Let $f\in C^{BV}([0,1])$ (i.e. continuous and has bounded variation). Let the intervals $I$ and $T$ satisfy the following: $I\subset T\subset [0,1]$ and for sufficient small $\delta>0$, $\frac{|I|}{|T|}\leq \delta.$
Question: Is there an $\epsilon=\epsilon(\delta)>0$ such that
$$\frac{\underset{I}{Var}f}{\underset{T}{Var}f}\leq \epsilon.$$
As posed, the question has a trivial answer (as hinted by John in a comment): let $\epsilon=1$, then the inequality holds by the monotonicity of $\operatorname{Var}$.

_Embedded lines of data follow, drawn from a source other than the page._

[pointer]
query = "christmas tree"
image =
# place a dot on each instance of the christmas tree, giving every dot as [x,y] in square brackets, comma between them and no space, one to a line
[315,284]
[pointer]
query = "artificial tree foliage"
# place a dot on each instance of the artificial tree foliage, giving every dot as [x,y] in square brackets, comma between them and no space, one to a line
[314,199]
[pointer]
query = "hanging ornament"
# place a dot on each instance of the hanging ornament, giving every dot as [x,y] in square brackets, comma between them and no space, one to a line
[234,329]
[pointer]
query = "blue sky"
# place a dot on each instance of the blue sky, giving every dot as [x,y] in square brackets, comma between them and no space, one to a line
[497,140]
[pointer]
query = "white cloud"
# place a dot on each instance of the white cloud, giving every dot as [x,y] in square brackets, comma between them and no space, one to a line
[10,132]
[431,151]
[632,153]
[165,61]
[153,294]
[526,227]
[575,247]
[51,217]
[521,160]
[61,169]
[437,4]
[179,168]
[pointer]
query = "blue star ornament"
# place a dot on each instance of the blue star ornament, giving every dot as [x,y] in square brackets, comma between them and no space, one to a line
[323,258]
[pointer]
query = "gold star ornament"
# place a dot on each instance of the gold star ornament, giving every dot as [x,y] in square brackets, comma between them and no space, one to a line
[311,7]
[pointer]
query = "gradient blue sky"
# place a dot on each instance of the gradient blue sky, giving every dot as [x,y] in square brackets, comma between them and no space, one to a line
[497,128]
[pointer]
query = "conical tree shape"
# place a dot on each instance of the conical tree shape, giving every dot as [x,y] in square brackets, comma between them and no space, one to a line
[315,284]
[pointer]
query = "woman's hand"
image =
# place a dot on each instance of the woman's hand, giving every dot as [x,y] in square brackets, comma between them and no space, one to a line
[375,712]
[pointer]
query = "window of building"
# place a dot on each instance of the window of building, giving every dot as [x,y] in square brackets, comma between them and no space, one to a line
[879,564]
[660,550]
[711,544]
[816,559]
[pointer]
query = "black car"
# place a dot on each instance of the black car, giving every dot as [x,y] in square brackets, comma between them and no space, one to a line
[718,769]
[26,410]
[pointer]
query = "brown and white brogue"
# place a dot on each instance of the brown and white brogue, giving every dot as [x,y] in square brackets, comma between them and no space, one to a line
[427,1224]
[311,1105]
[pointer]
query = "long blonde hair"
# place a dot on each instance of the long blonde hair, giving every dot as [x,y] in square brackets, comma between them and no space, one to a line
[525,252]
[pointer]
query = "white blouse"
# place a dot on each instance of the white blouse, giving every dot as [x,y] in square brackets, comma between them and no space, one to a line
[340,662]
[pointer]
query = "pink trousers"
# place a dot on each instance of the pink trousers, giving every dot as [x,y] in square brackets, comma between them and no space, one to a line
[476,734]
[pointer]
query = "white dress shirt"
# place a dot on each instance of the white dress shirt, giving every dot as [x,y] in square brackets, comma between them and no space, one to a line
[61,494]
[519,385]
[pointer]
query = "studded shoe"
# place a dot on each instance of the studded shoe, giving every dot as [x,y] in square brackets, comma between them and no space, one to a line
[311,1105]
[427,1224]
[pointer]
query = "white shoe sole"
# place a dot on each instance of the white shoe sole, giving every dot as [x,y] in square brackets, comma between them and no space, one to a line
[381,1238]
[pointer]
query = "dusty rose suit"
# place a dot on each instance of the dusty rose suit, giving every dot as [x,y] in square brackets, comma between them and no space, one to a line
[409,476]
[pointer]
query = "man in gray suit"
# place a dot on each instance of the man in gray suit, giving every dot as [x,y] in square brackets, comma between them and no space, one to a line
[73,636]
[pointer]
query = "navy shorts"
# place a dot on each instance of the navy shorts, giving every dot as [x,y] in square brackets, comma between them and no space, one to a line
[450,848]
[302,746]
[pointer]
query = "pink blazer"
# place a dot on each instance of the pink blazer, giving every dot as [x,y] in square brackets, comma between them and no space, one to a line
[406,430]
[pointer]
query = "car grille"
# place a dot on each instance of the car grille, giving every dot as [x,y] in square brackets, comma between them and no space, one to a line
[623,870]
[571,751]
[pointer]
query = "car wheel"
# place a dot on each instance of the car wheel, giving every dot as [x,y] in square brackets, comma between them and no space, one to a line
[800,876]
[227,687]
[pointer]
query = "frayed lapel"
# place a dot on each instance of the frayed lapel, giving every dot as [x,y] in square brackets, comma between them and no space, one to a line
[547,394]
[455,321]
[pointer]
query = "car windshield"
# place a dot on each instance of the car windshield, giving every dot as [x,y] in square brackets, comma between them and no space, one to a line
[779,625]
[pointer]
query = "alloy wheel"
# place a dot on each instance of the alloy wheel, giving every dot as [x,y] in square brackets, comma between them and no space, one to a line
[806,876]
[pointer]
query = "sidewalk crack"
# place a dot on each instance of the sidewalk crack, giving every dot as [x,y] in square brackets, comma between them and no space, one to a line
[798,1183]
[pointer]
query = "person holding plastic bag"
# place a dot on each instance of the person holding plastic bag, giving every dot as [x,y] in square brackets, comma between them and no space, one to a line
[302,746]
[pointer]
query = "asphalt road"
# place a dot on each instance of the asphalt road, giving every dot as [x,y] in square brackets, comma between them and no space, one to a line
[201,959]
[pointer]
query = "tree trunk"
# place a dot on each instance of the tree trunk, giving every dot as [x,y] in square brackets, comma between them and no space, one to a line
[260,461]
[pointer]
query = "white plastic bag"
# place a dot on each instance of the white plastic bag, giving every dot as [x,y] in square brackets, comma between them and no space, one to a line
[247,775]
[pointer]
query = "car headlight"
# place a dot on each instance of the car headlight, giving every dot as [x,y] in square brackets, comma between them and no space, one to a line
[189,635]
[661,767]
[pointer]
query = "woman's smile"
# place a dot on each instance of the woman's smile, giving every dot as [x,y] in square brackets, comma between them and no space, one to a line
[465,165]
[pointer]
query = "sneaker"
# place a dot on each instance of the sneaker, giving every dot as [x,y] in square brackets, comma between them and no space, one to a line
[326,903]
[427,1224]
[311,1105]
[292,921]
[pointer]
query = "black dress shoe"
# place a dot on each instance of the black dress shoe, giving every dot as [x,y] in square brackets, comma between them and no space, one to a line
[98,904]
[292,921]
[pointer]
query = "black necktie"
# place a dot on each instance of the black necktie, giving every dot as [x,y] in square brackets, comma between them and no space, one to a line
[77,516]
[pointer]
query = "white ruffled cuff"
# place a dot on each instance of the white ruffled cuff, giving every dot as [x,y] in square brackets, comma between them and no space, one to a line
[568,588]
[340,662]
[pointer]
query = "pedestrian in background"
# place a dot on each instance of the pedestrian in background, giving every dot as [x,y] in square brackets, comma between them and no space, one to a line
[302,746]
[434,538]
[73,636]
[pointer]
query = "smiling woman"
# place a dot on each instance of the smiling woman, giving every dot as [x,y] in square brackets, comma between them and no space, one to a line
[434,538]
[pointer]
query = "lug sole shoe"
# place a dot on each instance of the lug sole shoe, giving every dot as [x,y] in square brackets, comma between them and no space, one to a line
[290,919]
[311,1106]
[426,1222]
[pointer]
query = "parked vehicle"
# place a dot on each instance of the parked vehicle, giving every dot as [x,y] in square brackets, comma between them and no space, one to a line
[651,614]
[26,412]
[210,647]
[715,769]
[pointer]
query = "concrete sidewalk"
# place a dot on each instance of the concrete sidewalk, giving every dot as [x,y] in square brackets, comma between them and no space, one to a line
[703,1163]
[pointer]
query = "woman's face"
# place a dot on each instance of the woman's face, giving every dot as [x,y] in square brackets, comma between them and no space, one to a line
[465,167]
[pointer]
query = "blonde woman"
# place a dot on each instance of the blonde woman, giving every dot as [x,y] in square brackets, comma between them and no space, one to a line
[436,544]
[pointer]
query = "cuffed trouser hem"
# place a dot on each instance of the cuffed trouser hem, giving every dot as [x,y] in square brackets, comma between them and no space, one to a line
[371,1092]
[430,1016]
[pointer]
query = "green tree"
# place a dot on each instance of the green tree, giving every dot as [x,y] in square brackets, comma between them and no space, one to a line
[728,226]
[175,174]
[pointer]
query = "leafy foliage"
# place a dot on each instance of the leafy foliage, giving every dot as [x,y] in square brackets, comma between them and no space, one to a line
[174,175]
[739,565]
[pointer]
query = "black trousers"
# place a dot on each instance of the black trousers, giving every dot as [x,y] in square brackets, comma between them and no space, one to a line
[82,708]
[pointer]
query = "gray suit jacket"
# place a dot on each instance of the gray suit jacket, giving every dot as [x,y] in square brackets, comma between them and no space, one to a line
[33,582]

A better question would be: is it true that for every $\epsilon>0$ there is $\delta=\delta(\epsilon)>0$ such that $$|I|\le \delta |T| \implies \operatorname*{Var}_I f\le \epsilon \operatorname*{Var}_T f \tag{?}$$
The answer is negative; the Cantor function is a counterexample. This function is of the form $f(x)=\mu([0,x])$ where $\mu$ is a singular measure. Since $ \operatorname*{Var}_I f = \mu(I)$ , the validity of (?) would imply that $\mu$ is absolutely continuous with respect to the Lebesgue measure, which is not the case.